Imposing on Coworkers Can Be a Hardship for Employers
Of importance, although it heightened the standard for denying a religious accommodation request, the Court found that the impact of an accommodation on other employees may still be sufficient to demonstrate a hardship on an employer to the extent that such impact affects the conduct of the business.
While the majority opinion pays scant attention to this factor, Justice Sotomayor’s concurring opinion buttresses the conclusion that the effects an accommodation for one employee may have on coworkers are germane to analyzing whether a requested accommodation is reasonable. Her opinion states that a plain-language reading of Title VII’s requirement that employers be spared an “‘undue hardship on the conduct of the employer’s business’” encompasses workforce management and employee performance concerns. Suggesting that employers may weigh proposed accommodations with respect to their impact on other employees and not just business operations as a whole, Sotomayor aptly notes that, “for many businesses, labor is more important to the conduct of the business than any other factor.”
Nevertheless, the Court made clear that an employer cannot show an undue hardship by pointing to coworker animosity to a particular religion, to religion in general, or to accommodating religious practice. The Court further noted that it would not be enough for an employer to simply conclude, for example, that forcing other employees to work overtime would be sufficient to show an undue hardship. An employer would need to look at other options, such as voluntary shift swapping. How far this goes, however, remains unclear and it will be up to the lower courts to further elucidate this new standard on a case-by-case basis.

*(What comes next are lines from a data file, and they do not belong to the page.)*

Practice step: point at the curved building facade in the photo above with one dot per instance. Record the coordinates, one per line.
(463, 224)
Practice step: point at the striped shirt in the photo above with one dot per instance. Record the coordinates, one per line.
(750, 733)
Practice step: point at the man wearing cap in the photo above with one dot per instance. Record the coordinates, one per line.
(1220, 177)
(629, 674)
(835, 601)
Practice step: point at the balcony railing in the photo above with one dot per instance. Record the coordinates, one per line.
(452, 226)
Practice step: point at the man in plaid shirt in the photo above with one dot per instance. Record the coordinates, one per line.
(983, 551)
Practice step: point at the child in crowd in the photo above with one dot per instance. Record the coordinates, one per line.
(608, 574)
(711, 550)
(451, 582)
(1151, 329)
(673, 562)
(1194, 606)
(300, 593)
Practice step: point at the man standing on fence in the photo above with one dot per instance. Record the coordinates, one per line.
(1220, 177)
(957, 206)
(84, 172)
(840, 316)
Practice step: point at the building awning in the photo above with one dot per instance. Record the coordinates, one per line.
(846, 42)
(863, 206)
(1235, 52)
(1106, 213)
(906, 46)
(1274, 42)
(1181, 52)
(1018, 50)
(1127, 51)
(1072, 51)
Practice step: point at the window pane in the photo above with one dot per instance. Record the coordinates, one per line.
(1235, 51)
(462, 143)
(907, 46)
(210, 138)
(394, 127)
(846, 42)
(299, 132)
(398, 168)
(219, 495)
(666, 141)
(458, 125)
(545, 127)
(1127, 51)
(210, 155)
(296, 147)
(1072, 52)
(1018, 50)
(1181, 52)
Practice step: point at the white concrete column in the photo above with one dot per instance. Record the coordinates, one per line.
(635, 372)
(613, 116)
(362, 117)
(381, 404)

Although the majority opinion states that “a good deal of the EEOC’s guidance in this area is sensible and will, in all likelihood, be unaffected” by the result in Groff, we will monitor and provide further advice if and when the EEOC issues updated guidance on this issue. In the meantime, employers facing requests for religious accommodations under Title VII should consider whether granting those requests and/or implementing any measure of accommodations would impose an identifiable substantial increase in costs to their business.